Friday, March 07, 2008

Mailbag: Minyanville Bear Trader writes: Answers question of Observer on when to wear Rally Caps-----

(Ed.note: This is a sample of sentiment of investors that have written the Observer and is not intended in any way to be investment advice. Writer is a bear. The charts referred to were not able to be converted to Blog format.)


"Here is the spreadsheet I mentioned where the SP500 is corrected for inflation. Look at chart #1. The inflation calculation is the pre-1980 CPI algorithm. Notice that inflation (chart#2) using the pre-1980 CPI calculation is much higher than the current index. Also notice that the SP500 has been nearly flat for years. The peak in the 1990's was caused by the "dot.com" bubble, which in turn was caused by reckless Federal Reserve activity. Notice that there has been no real return on the SP500 since 2003 and that the current SP500, adjusted for inflation, is the same as it was in 1987.

Corrected for inflation the SP500 doubled from 1982 to 1996, 14 years, for an annual, after inflation, return of about 5.3%. Those were the days.

I've run some studies on the historic Treasury yield curve. They show Federal Reserve activity nicely. What a mess. They really could not have done more damage. The middle class was being destroyed and no one seemed to notice.

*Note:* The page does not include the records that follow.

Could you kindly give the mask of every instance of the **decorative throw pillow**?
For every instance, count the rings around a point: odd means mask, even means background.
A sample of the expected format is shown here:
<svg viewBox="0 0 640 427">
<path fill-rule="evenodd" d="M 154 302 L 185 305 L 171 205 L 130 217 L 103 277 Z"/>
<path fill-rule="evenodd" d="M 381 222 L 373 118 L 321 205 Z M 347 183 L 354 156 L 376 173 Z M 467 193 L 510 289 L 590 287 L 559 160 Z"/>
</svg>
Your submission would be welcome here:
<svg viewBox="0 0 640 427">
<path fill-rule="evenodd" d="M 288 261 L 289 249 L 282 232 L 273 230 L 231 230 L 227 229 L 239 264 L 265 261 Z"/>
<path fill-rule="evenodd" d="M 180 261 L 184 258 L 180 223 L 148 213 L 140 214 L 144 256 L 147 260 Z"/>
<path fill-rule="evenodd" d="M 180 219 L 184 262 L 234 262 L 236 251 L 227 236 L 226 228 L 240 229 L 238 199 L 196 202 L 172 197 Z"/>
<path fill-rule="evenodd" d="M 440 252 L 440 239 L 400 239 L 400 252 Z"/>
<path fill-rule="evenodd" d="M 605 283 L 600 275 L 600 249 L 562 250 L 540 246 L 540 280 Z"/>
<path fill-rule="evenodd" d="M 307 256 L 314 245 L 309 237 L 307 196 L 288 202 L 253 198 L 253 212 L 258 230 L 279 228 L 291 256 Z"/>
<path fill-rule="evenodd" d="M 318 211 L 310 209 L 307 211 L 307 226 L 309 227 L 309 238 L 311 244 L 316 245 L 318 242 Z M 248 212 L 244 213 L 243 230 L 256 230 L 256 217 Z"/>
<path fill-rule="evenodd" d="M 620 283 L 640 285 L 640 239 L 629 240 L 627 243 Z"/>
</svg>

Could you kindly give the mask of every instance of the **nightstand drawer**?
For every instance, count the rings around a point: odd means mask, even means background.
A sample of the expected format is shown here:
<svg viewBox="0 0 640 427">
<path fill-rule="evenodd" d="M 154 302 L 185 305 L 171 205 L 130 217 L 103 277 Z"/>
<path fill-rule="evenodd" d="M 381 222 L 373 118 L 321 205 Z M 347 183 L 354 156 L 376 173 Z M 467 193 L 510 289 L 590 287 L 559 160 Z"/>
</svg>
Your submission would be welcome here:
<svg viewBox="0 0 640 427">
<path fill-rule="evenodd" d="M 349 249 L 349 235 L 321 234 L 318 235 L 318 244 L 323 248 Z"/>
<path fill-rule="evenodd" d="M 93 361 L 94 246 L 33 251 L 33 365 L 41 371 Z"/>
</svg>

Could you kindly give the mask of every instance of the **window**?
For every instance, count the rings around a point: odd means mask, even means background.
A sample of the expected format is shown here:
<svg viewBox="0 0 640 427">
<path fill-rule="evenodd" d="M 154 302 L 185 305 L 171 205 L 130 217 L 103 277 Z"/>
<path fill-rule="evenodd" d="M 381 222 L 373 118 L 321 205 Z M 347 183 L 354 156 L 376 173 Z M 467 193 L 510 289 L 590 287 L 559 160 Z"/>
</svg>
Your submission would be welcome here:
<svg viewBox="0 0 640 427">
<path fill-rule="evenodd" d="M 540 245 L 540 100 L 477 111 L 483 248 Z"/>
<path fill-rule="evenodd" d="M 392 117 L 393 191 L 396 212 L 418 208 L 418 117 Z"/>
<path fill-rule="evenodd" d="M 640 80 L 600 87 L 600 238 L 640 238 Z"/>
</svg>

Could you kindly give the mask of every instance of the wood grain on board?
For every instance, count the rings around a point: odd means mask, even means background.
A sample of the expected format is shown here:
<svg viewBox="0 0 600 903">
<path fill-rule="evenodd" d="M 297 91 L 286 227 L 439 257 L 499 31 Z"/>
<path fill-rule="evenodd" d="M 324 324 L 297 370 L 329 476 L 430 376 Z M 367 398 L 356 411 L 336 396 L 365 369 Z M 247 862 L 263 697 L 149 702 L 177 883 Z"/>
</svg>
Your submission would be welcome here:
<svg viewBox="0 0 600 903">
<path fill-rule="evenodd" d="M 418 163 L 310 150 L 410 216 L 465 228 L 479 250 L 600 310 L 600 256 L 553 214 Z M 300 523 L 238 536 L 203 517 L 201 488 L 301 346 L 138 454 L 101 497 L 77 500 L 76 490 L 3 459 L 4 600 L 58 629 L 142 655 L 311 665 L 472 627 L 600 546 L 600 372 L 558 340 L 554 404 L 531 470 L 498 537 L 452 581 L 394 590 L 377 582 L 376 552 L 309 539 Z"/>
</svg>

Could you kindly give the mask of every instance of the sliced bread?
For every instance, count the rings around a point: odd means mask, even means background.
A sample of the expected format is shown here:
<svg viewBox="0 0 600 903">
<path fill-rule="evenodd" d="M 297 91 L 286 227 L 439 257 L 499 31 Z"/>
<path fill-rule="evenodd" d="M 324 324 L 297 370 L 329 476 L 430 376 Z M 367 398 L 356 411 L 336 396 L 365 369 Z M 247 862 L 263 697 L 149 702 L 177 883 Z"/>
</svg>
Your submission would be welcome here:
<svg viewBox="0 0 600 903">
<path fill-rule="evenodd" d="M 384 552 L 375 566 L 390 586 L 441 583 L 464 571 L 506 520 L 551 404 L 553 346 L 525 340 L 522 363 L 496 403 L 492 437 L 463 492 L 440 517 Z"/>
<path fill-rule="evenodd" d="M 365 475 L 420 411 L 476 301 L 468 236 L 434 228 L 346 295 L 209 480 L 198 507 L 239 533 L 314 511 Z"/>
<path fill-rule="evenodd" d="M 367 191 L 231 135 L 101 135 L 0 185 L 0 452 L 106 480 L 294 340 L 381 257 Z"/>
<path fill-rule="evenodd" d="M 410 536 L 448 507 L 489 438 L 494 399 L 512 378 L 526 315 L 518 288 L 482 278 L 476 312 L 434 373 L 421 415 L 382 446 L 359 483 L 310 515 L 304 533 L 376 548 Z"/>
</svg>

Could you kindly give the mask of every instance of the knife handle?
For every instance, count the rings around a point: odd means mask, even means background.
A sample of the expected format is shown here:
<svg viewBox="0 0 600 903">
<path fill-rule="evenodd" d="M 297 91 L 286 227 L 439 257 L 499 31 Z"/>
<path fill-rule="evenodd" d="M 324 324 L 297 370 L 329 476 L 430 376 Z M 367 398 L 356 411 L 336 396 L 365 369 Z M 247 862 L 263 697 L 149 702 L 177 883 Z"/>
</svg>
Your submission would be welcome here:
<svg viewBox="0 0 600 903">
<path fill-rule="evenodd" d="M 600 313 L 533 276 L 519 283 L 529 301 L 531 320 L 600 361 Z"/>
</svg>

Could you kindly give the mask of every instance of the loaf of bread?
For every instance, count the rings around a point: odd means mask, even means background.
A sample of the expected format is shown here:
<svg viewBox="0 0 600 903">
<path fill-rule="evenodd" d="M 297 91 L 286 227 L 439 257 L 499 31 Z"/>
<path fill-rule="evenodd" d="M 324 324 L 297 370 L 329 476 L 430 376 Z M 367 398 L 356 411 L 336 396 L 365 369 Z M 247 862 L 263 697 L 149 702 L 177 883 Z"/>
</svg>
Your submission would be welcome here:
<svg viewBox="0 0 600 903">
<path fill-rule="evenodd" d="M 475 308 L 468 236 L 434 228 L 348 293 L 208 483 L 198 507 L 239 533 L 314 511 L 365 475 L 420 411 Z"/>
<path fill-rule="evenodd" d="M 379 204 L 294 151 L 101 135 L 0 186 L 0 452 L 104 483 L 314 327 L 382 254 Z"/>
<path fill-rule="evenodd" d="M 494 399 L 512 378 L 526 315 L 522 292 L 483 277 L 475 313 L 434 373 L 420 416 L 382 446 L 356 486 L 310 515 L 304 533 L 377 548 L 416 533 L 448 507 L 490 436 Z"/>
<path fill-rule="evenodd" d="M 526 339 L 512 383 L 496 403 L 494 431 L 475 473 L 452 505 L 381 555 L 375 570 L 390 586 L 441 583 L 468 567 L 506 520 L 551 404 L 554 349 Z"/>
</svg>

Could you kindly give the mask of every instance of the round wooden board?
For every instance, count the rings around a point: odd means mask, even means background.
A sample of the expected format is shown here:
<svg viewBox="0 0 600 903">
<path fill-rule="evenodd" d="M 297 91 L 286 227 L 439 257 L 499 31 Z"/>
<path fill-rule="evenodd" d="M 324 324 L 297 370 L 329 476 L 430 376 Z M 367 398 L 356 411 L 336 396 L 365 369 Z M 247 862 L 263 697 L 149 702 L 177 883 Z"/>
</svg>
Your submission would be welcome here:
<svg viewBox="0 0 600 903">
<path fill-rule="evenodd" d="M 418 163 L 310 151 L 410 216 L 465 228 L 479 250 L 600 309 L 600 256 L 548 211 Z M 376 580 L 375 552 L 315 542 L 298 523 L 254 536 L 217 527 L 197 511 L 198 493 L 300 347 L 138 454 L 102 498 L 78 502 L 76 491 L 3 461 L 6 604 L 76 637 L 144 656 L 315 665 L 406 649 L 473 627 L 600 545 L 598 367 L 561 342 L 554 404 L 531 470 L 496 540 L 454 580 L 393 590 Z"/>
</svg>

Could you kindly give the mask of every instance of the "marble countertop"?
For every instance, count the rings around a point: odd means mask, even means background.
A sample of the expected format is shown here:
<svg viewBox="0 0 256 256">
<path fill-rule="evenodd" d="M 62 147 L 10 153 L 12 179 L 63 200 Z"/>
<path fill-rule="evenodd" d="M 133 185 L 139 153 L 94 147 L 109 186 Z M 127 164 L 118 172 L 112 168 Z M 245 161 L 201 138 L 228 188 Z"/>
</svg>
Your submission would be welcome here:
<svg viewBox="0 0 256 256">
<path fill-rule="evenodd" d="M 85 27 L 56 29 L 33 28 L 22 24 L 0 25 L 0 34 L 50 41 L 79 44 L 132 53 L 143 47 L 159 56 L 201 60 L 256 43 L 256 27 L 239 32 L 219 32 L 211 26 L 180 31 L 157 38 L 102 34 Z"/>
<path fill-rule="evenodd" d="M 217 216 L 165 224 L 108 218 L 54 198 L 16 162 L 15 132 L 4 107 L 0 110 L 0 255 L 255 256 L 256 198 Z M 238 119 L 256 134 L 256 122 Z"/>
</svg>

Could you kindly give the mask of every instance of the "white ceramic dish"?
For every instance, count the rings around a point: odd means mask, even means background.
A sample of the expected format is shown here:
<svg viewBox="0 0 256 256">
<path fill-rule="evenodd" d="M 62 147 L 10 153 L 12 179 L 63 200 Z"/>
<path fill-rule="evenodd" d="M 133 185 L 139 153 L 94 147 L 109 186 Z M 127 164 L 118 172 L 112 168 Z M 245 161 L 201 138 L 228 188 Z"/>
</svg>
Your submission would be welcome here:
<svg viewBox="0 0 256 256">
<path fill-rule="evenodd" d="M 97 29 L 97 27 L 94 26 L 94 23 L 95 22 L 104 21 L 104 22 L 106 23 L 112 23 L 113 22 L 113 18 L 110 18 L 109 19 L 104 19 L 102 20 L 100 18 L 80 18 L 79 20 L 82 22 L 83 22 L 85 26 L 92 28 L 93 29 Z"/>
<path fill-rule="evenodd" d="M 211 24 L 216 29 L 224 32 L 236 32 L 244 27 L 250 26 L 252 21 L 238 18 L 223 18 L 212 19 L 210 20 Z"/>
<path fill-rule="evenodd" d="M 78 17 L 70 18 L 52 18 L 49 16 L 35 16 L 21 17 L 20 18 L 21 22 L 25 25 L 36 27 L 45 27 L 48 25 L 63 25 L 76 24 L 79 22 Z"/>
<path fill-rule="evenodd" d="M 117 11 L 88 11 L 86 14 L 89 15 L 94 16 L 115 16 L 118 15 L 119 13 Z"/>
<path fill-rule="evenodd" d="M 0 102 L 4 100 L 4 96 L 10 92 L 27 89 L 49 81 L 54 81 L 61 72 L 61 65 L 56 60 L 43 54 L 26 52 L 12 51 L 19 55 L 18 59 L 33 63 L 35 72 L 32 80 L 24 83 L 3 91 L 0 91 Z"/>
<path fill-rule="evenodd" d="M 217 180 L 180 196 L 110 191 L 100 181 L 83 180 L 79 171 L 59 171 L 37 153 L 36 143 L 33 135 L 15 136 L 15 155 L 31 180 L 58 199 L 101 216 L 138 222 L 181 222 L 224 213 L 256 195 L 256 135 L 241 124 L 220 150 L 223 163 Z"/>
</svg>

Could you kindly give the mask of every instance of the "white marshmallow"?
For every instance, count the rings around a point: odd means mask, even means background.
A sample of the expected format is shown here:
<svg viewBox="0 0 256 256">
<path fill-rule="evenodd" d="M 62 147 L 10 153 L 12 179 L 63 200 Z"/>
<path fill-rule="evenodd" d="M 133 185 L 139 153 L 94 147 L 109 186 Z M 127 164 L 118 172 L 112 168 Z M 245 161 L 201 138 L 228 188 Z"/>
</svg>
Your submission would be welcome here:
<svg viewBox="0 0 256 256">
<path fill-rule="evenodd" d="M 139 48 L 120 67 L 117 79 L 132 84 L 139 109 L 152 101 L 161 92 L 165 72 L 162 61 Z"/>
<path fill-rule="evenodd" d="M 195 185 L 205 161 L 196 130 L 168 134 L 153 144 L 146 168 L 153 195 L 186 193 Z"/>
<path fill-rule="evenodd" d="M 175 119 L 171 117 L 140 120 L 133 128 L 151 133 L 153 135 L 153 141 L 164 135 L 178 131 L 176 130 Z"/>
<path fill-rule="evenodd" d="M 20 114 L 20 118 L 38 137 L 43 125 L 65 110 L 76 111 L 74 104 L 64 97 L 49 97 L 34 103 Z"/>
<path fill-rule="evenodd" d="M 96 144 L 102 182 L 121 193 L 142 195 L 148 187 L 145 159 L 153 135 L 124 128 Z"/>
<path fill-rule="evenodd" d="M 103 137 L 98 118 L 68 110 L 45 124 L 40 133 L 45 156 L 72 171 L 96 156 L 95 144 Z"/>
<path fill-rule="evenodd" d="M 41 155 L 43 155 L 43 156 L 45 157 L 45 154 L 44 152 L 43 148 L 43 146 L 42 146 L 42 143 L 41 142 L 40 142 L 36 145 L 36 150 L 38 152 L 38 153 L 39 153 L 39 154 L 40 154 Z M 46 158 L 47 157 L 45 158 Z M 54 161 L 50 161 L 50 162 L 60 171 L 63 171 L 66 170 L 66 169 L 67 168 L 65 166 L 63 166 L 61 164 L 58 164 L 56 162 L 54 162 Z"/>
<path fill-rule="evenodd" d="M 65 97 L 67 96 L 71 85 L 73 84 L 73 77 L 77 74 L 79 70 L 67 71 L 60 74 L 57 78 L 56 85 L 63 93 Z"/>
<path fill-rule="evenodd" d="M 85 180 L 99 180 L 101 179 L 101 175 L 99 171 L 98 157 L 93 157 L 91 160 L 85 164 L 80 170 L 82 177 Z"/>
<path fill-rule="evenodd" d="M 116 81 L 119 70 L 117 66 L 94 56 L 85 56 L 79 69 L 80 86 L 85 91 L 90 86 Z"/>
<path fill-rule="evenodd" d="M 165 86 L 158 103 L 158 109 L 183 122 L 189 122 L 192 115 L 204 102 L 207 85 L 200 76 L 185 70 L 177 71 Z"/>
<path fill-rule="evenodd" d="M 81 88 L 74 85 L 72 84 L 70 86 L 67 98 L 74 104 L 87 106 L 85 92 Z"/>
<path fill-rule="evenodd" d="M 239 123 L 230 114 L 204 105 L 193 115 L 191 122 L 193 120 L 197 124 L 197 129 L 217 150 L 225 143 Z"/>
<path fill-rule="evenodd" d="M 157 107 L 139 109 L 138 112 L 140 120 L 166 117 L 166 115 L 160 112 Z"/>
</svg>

The greatest stability with reasonable inflation happens at about 50 - 100 basis points between the 3 month T Bill and the 10 year T Bond. Recently , Dec '04, the yield curve went inverted (Bernanke trying to defuse Greenspan's time bomb), and stayed inverted into 2006, marking the beginning of the credit "crisis". Borrowing short term to service long term obligations stopped being a gusher of money and went into the red. This is what killed the banks. Well, stupidity, greed, vanity, etc. of course, too, and an utterly incompetent voting public (stupidity, greed, vanity, etc.) . As far as when to be bullish in the market, the BKX going up along with Google has been working since the January lows. Banks plus high beta stocks, essentially. The big turn around in stocks is very much unknown, but it could be really low if the foreigners pull out for real. They are definately thinking about it. The only places to put money are pretty poor worldwide though."